Jefferson had joined John Adams and Benjamin Franklin in Paris in 1784, where he eventually succeeded Franklin as Minister to France (1785-1789) before becoming Secretary of State. Like most early Americans, before his stint in France, he indulged in sweet, heavy wines from the Iberian Peninsula. His tastes changed after he toured Bordeaux and indulged in France’s finest vintages. “The taste of this country was artificially created by our long restraint under the English government to the strong wines of Portugal and Spain”, he later remarked on America’s penchant for Madeira and port.

 

Upon his return to Virginia in 1795, he placed an order for 250 bottles of Bordeaux, 120 bottles of Sauternes, 60 bottles of Frontignan, and 60 bottles of white Hermitage. The cellar of his Monticello home brimmed with the finest of Bordeaux wines.

 

During his presidency, Jefferson was a wine connoisseur par excellence, hosting three wine-fueled dinner parties in the White House each week. He was also the first president to equip the White House with an adequate wine cellar. Of his $25,000 annual salary, he spends $3,200 on wine alone during his first year in office.

 

Though he was well into his retirement in 1818, Jefferson was alarmed ad took immediate action when some members of the federal government suggested a higher tariff on wine imports, noting in a letter to Treasury Secretary William H. Crawford, “I think it a great error to consider a heavy tax on wines as a tax on luxury. On the contrary, it is a tax on the health of our citizens. It is legislative direction that none but the richest of them shall be permitted to drink wine…”

 

Build at the beginning of the 1700s, the Chateau Magnol in Blanquefort, just a few kilometers from the heart of Bordeaux city, was inspired by an ancient Gallo-Roman villa. Situated in the Haut-Medoc appellation, it’s surrounded by 30 hectares of Haute Valeur Environnementale vineyards (HVE is a French agricultural certification that recognizes a commitment to protecting and enriching the environment through responsible, conservation-minded practices.) Its magnificent underground cellar houses an extraordinary collection of almost 20,000 bottles.

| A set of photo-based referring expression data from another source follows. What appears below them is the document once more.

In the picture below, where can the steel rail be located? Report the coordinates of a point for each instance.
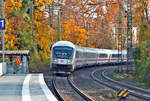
(60, 98)
(117, 88)
(86, 97)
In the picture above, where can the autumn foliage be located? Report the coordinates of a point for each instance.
(33, 24)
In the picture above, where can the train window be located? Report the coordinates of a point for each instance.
(77, 54)
(91, 55)
(103, 55)
(63, 52)
(116, 55)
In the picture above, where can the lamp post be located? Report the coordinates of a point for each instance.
(3, 32)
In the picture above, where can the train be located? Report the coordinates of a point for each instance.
(67, 57)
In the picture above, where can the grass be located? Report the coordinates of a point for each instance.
(131, 78)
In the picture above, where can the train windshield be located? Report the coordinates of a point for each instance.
(62, 52)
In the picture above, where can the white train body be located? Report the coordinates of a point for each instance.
(66, 57)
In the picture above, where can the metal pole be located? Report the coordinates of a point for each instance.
(32, 25)
(87, 29)
(58, 27)
(3, 32)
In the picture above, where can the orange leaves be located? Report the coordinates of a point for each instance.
(42, 2)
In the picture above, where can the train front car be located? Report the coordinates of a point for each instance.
(62, 57)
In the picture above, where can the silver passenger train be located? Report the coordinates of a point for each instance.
(66, 57)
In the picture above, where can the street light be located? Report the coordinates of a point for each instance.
(3, 47)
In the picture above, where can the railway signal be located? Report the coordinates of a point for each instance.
(18, 62)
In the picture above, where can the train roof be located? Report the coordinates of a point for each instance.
(64, 43)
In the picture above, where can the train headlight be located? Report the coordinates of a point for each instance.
(69, 61)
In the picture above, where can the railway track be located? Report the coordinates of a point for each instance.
(105, 80)
(66, 90)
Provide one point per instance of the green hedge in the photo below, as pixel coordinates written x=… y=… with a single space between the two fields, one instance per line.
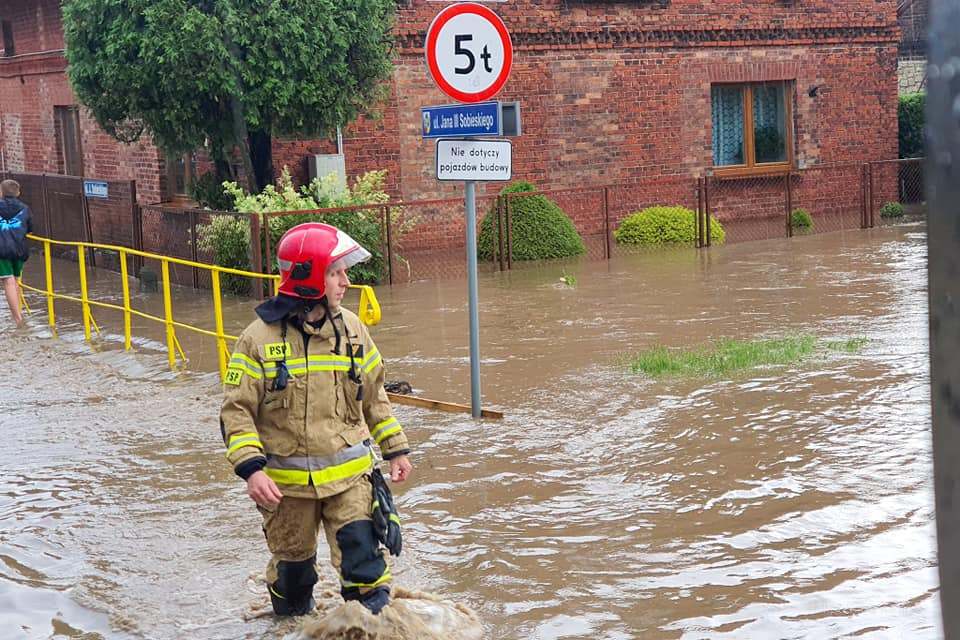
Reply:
x=229 y=237
x=664 y=225
x=911 y=120
x=541 y=230
x=801 y=220
x=891 y=210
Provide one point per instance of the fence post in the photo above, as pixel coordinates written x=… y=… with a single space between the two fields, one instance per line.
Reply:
x=87 y=225
x=255 y=257
x=789 y=204
x=699 y=192
x=506 y=201
x=47 y=267
x=84 y=303
x=126 y=300
x=193 y=248
x=387 y=223
x=168 y=313
x=863 y=195
x=218 y=321
x=706 y=208
x=606 y=222
x=267 y=242
x=136 y=215
x=47 y=223
x=500 y=242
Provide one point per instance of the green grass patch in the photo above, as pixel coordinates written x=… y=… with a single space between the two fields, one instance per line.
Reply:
x=852 y=345
x=728 y=356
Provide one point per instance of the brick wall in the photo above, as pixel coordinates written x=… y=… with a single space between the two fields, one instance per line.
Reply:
x=610 y=93
x=36 y=24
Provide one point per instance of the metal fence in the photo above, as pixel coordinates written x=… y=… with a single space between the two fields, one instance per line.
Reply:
x=62 y=211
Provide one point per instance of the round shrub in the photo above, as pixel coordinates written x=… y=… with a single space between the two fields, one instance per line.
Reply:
x=801 y=220
x=541 y=229
x=664 y=225
x=891 y=210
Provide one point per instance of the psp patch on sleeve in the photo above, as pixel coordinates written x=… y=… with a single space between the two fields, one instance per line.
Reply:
x=275 y=350
x=233 y=376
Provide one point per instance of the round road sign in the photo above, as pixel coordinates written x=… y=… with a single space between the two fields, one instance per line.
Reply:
x=469 y=52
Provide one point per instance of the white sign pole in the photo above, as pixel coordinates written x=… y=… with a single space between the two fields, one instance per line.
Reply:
x=472 y=288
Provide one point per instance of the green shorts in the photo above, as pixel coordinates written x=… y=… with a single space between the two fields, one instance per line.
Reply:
x=10 y=268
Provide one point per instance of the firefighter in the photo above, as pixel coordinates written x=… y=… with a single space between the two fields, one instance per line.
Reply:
x=303 y=404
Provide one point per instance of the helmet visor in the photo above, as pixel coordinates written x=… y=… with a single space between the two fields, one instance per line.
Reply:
x=353 y=257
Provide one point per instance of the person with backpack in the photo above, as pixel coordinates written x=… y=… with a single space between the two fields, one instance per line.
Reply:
x=14 y=227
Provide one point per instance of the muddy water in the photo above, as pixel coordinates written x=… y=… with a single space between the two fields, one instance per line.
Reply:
x=786 y=503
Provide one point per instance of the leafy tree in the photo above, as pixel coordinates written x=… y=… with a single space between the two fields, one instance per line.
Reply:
x=231 y=73
x=910 y=114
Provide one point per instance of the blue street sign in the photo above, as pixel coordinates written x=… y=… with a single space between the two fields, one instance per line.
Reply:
x=95 y=189
x=454 y=120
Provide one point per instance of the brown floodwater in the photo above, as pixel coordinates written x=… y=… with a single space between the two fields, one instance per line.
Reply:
x=787 y=502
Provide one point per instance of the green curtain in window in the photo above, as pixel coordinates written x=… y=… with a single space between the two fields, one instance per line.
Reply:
x=769 y=123
x=727 y=104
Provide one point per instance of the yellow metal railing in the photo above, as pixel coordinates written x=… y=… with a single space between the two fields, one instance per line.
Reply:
x=368 y=311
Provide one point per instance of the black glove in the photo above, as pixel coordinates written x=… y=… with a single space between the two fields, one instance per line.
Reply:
x=386 y=520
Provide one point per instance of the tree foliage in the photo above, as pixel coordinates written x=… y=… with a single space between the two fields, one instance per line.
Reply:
x=910 y=114
x=192 y=71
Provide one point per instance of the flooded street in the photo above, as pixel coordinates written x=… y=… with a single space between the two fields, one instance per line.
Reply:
x=792 y=502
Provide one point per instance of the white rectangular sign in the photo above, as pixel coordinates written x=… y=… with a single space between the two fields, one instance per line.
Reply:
x=479 y=160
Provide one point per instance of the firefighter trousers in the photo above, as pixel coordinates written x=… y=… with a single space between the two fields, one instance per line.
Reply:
x=292 y=527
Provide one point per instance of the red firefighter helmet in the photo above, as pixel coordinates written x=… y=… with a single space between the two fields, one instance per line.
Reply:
x=305 y=253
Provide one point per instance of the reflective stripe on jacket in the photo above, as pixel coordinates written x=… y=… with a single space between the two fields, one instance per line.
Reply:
x=315 y=432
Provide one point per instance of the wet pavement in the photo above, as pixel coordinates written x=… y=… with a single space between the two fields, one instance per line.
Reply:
x=791 y=502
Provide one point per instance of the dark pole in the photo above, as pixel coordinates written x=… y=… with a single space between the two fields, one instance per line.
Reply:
x=268 y=260
x=194 y=254
x=387 y=223
x=706 y=208
x=606 y=222
x=863 y=195
x=943 y=237
x=500 y=239
x=256 y=258
x=789 y=189
x=506 y=200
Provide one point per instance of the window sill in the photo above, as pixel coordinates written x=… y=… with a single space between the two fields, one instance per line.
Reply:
x=737 y=173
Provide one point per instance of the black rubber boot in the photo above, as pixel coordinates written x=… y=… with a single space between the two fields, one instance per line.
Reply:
x=292 y=593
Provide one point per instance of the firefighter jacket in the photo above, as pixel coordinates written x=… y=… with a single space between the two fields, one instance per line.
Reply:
x=313 y=436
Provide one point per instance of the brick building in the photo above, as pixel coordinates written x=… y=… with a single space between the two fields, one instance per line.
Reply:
x=913 y=18
x=610 y=92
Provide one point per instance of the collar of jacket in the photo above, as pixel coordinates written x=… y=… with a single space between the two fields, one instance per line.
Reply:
x=325 y=331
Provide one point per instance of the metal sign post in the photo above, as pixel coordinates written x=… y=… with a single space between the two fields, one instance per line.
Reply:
x=469 y=55
x=943 y=237
x=470 y=188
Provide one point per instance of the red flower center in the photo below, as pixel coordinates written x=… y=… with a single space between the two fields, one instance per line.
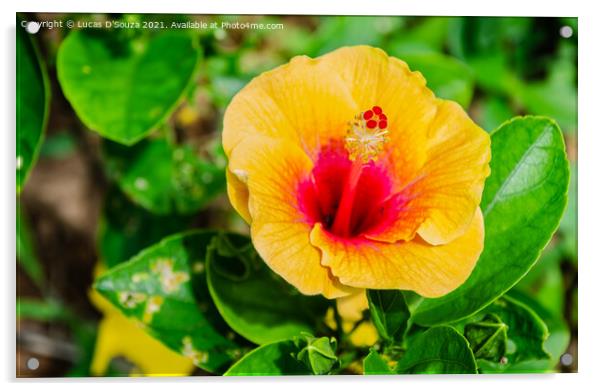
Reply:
x=348 y=198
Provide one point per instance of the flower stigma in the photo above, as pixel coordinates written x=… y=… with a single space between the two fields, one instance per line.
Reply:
x=365 y=140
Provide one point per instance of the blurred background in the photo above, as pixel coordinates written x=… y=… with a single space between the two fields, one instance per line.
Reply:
x=82 y=209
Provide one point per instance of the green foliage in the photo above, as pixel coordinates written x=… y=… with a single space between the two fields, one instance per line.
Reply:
x=273 y=359
x=255 y=301
x=375 y=364
x=164 y=287
x=523 y=201
x=125 y=89
x=526 y=331
x=317 y=353
x=440 y=349
x=487 y=338
x=207 y=294
x=33 y=100
x=389 y=313
x=163 y=178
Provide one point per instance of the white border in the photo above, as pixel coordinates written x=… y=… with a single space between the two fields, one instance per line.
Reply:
x=590 y=197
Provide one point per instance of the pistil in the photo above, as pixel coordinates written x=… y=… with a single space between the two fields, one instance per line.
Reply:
x=365 y=140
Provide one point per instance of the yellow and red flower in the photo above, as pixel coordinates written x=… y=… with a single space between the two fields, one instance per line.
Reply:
x=352 y=174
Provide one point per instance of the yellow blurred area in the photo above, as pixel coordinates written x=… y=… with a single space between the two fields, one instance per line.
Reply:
x=350 y=308
x=119 y=336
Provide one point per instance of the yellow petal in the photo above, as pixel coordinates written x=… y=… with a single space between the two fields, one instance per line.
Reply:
x=303 y=102
x=450 y=184
x=119 y=336
x=374 y=78
x=272 y=170
x=429 y=270
x=238 y=195
x=351 y=307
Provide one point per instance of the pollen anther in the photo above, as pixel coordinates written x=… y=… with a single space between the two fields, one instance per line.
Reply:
x=367 y=135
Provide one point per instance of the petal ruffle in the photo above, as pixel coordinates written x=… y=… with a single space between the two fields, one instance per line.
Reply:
x=303 y=101
x=374 y=78
x=431 y=271
x=450 y=185
x=272 y=170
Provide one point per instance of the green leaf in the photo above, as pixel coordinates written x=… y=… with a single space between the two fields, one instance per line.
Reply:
x=125 y=228
x=33 y=101
x=336 y=31
x=526 y=331
x=273 y=359
x=523 y=201
x=568 y=224
x=559 y=334
x=556 y=96
x=162 y=178
x=389 y=313
x=374 y=364
x=487 y=338
x=26 y=255
x=164 y=287
x=124 y=90
x=439 y=350
x=493 y=111
x=318 y=353
x=42 y=310
x=257 y=303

The underground cellar, however, conceals a dark history.

During the Second World War, when German troops reached Bordeaux on June 28, 1940, they took over the Chateau and made it the headquarters of their naval operations (an occupation that would last until August 1944). The wine cellar served as their bunker.

 

In 1942, Winston Churchill launched Operation Frankton, described by British Admiral Louis Mountbatten as a “brilliant little operation carried through with great determinism ad courage…” On December 7, 13 Royal Marines planned to paddle nearly 70 miles up the Gironde Estuary in 6 collapsible canvas kayaks to the port of Bordeaux. Just two kayaks made it all the way, where they attached mines to Japan-bound German ships loaded with arms.

 

Only two of the soldiers survived. One brave Royal Marine was executed at the Chateau. A small memorial adjacent to the bunker stands in his honor, and an annual ceremony celebrates his valiant efforts. The tale of Operation Frankton featured in the 1955 film The Cockleshell Heroes.

 

Today, sommeliers from around the world visit Chateau Magnol’s B&G Food & Wine Academy to learn about the French AOC system and wine tasting techniques under the supervision of Master Sommelier Omar Barbosa.